La Francophonie israélienne, qui n’a cessé de se développer ces dernières années, notamment grâce à l’arrivée d’un nombre sans cesse croissant de nouveaux immigrants originaires de France, “ouvre des perspectives de coopération très intéressantes” entre l’Université de Mont­réal et les Universités israéliennes, estime Guy Breton. Aujourd’hui, environ 20% de la population israélienne parle  le français, rappelle-t-il.

“Au chapitre de la Francophonie, il y a des complémentarités qui semblent exister, et que nous souhaitons prochainement développer, entre l’Uni­ver­si­té de Montréal et les Universités israéliennes que nous avons visitées. Nos interlocuteurs nous ont dit que des étudiants francophones israéliens seraient très intéressés à suivre, dans le cadre d’un échange aca­dé­mique structuré, des Programmes offerts par l’Université de Montréal.”

Cette Mission en Israël a donné des résultats très concrets: l’Université de Montréal a signé des ententes de coopération et d’échanges interuniversitaires officielles avec l’Institut Technion et l’Université de Haïfa. Des discussions exploratoires ont été aussi entamées avec l’Université Hébraïque de Jérusalem, l’Université de Tel-Aviv, l’Institut Weizmann des Sciences et l’Université Bar-Ilan.

“Les perspectives de Partenariats avec d’autres Universités israéliennes ont de bonnes chances de se concrétiser dans un futur proche. Je suis très optimiste là-dessus. Les Facultés de Médecine de l’Université Ben Gourion et de l’Université de Haïfa ont exprimé le souhait que l’Université de Mont­réal accueille en Stage de formation médicale plusieurs de leurs étudiants. Il y a des pistes de coopération très intéressantes qui se profilent à l’horizon et que nous comptons explorer plus profondément”, nous a dit Guy Breton.

Un autre champ de coopération potentiel: les Nanotechnologies, domaine scientifique dans lequel les Universités et les Instituts de Recherche israéliens excellent.

Deux généreux philantropes mont­réa­lais, Morris et Rosalind Goodman, ont participé aussi à cette Mission universitaire en Israël. 

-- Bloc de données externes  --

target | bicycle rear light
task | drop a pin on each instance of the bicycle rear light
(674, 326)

Guy Breton tient à remercier le Centre Consultatif des Relations Juives et Israéliennes (C.E.R.J.I.), notamment Myriam Azogui-Halbwax, Directrice adjointe de cette Institution, chargée des Relations communautaires et universitaires, qui a accompagné la Délégation de l’Université de Montréal en Israël, et le Consul général d’Israël à Montréal, Joël Lion, pour la grande aide qu’ils ont prodiguée à l’Université de Montréal durant la préparation et le déroulement de cette Mission académique très réussie.

In an interview, Université de Montréal rector Guy Breton talks about the recent academic mission that took several of the university’s leaders to Israel to meet with their counterparts at Israeli universities.